I stepped back from the bed, took off my gown and gloves, washed my hands, and went outside.
“You okay there, Edie?” Meaty asked as I returned to sit behind my desk, just outside Mr. November’s door. I grunted a response and flipped open Mr. November’s flowsheet to hide behind. Meaty didn’t check in on Gina or Charles unless they called for help. But I was new here. Just when I was starting to feel like I knew how to be a nurse at my last job, only a year out of nursing school, my brother overdosed. On heroin. For the third time.
An unknown “friend” (read: dealer) had been kind enough to leave Jake on a curb and call 911, which’d brought him here. By the time I got to the emergency department they were on his second dose of Narcan. They’d put an IV line into his neck because he had too many tracks on his arms to find a vein. Only some cruel miracle had stopped him from getting infected this far. If he kept it up, I knew his luck wouldn’t hold.
I wanted to touch him and I didn’t want to touch him, because it didn’t take being a nurse to know all the diseases he might have. And so, as I was finding some gloves to wear to hold his fucking dumbass junkie hand, a man came by and said, “Wouldn’t you like to see your brother clean?”
I thought he was going to tell me about Jesus, and I was getting ready to tell him where to shove himself, when he offered me a job.
Before, when I’d worked in a nice private hospital, if someone had done something particularly boneheaded, or exhibited poor nursing judgment, they’d have been asked, “Hey, where do you think you work at, County Hospital?” or, “Looks like you did a County job to me.”
But what if no one called 911 the next time around? Or Jake ignored a septic sore? Working at County seemed preferable to watching him die, knowing I could have done something to prevent it. I didn’t understand what I was signing away exactly, only that they promised to keep him straight—and unlike all the rehab programs my mom had scrounged to send him to, it’d worked.
So now I really was at County. Only worse. Floor Y4 was for the daytime servants of vampires, sanctioned donors, werewolves, zombies, you name it—and purgatory for us, their staff. We were in the bowels of County, off the records and off the charts. I signed forty things in triplicate, got special badge access to the special elevator, and when I took the special ride down, I found myself in an ominous hallway where my badge opened just two doors. One led to our locker rooms and bathroom. The second went here to Y4, an eight-bed intensive care ward with an institutionalized appearance: exposed ducts, dim lights, and where everything could use a fresh coat of a lighter shade of paint.
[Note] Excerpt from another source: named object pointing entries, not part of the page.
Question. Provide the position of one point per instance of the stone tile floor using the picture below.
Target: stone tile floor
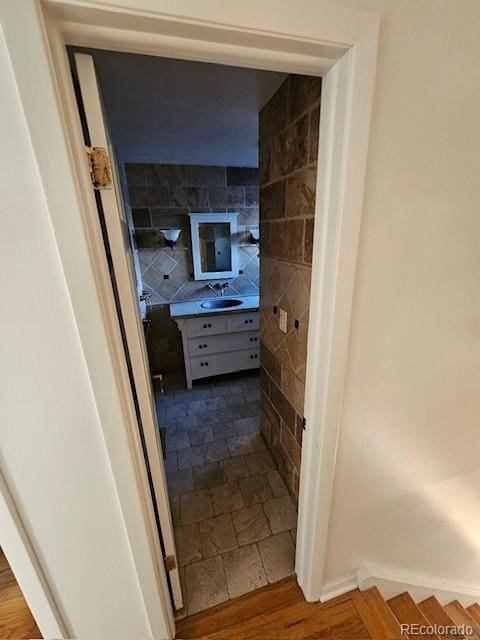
(234, 521)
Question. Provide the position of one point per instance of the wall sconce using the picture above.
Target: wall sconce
(170, 236)
(254, 235)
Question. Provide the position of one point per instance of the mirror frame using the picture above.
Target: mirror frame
(200, 218)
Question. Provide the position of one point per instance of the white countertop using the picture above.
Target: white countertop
(194, 307)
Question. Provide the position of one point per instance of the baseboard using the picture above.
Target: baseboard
(338, 588)
(390, 582)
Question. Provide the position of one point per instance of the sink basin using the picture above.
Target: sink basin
(221, 303)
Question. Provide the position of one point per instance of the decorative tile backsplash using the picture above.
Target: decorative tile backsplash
(161, 196)
(289, 128)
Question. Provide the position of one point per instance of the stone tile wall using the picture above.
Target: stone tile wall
(160, 197)
(289, 126)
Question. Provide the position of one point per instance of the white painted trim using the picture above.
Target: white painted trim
(338, 588)
(20, 554)
(116, 224)
(391, 582)
(344, 130)
(190, 30)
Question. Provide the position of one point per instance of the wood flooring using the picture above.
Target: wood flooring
(279, 612)
(16, 621)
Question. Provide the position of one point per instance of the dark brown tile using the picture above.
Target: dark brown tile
(273, 116)
(300, 193)
(286, 239)
(272, 201)
(242, 176)
(141, 218)
(148, 196)
(283, 407)
(291, 446)
(169, 175)
(297, 144)
(206, 175)
(265, 238)
(138, 174)
(299, 429)
(279, 160)
(227, 197)
(308, 243)
(251, 196)
(303, 93)
(270, 362)
(192, 197)
(314, 133)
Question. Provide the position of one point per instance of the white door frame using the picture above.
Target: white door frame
(204, 31)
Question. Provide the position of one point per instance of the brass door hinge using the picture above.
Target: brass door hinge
(100, 169)
(170, 563)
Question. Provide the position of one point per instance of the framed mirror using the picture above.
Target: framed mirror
(214, 245)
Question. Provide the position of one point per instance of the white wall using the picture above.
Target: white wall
(406, 488)
(407, 485)
(52, 450)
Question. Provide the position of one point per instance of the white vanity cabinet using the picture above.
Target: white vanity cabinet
(220, 343)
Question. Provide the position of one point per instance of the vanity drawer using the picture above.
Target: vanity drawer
(226, 342)
(243, 322)
(208, 326)
(213, 365)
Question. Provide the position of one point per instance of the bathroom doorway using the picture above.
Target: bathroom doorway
(232, 440)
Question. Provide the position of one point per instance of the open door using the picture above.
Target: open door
(119, 254)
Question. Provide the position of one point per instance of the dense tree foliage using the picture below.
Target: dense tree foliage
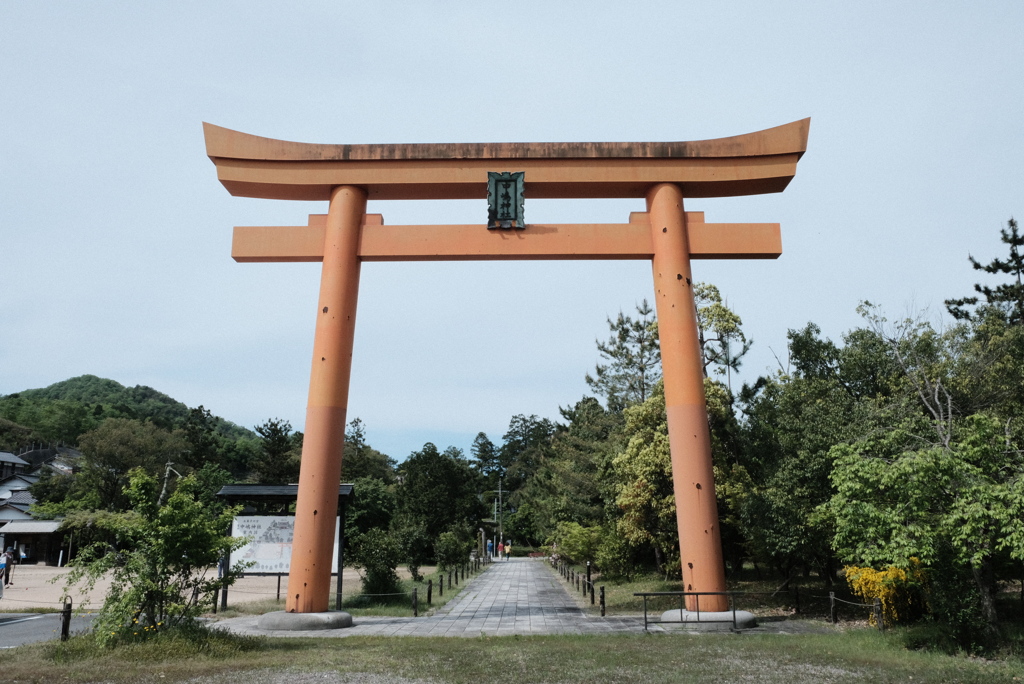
(634, 359)
(894, 452)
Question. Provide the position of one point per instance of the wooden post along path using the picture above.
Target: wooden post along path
(663, 173)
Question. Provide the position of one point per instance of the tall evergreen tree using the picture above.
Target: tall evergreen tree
(1006, 298)
(634, 359)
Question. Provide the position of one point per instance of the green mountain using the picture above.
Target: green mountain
(65, 410)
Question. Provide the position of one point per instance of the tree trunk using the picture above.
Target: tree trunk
(983, 579)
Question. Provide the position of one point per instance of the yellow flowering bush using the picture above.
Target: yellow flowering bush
(898, 589)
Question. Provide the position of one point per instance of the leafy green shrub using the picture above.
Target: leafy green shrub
(451, 550)
(160, 561)
(377, 553)
(615, 557)
(416, 548)
(576, 543)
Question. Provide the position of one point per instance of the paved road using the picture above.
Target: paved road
(19, 629)
(518, 596)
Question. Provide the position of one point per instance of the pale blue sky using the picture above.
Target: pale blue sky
(115, 234)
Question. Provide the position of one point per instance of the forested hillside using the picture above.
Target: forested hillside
(65, 411)
(892, 456)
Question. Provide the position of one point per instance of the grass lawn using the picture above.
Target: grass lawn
(855, 655)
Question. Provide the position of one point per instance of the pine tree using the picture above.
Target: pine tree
(634, 359)
(1007, 298)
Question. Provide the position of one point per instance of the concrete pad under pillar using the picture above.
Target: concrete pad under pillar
(707, 621)
(300, 622)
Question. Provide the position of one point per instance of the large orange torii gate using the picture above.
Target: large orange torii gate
(664, 173)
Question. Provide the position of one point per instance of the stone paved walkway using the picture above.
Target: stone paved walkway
(519, 596)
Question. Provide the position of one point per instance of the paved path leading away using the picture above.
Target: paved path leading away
(518, 596)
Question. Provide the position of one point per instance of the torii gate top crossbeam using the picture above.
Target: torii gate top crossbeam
(751, 164)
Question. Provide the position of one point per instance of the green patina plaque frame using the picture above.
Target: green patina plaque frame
(506, 199)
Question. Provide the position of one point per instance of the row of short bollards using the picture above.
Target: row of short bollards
(472, 566)
(66, 621)
(583, 585)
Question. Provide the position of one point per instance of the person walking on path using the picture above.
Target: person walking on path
(7, 564)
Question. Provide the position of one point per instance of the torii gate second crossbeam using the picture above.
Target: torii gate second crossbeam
(662, 172)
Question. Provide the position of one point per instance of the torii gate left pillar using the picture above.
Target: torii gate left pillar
(666, 234)
(312, 542)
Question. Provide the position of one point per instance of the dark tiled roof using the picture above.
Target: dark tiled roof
(7, 457)
(22, 497)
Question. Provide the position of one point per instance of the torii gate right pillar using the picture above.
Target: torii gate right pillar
(689, 436)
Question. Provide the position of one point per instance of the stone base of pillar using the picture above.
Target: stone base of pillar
(301, 622)
(691, 621)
Peeking over my flowsheet and into the room, I saw Mr. November at it again, this time kicking himself off the bottom bedrail. “Be still!” I scolded. Reminded anew, he relaxed. That’s the hassle with Versed. It’s an amnesiac. On the plus side, it helps patients forget the horror of having an ET tube sit in their lungs and a ventilator helping them breathe. On the downside, it means that every time you warn them they have Tubes in That They Should Not Pull On, that warning has a half-life of about thirty seconds before they forget and try pulling again.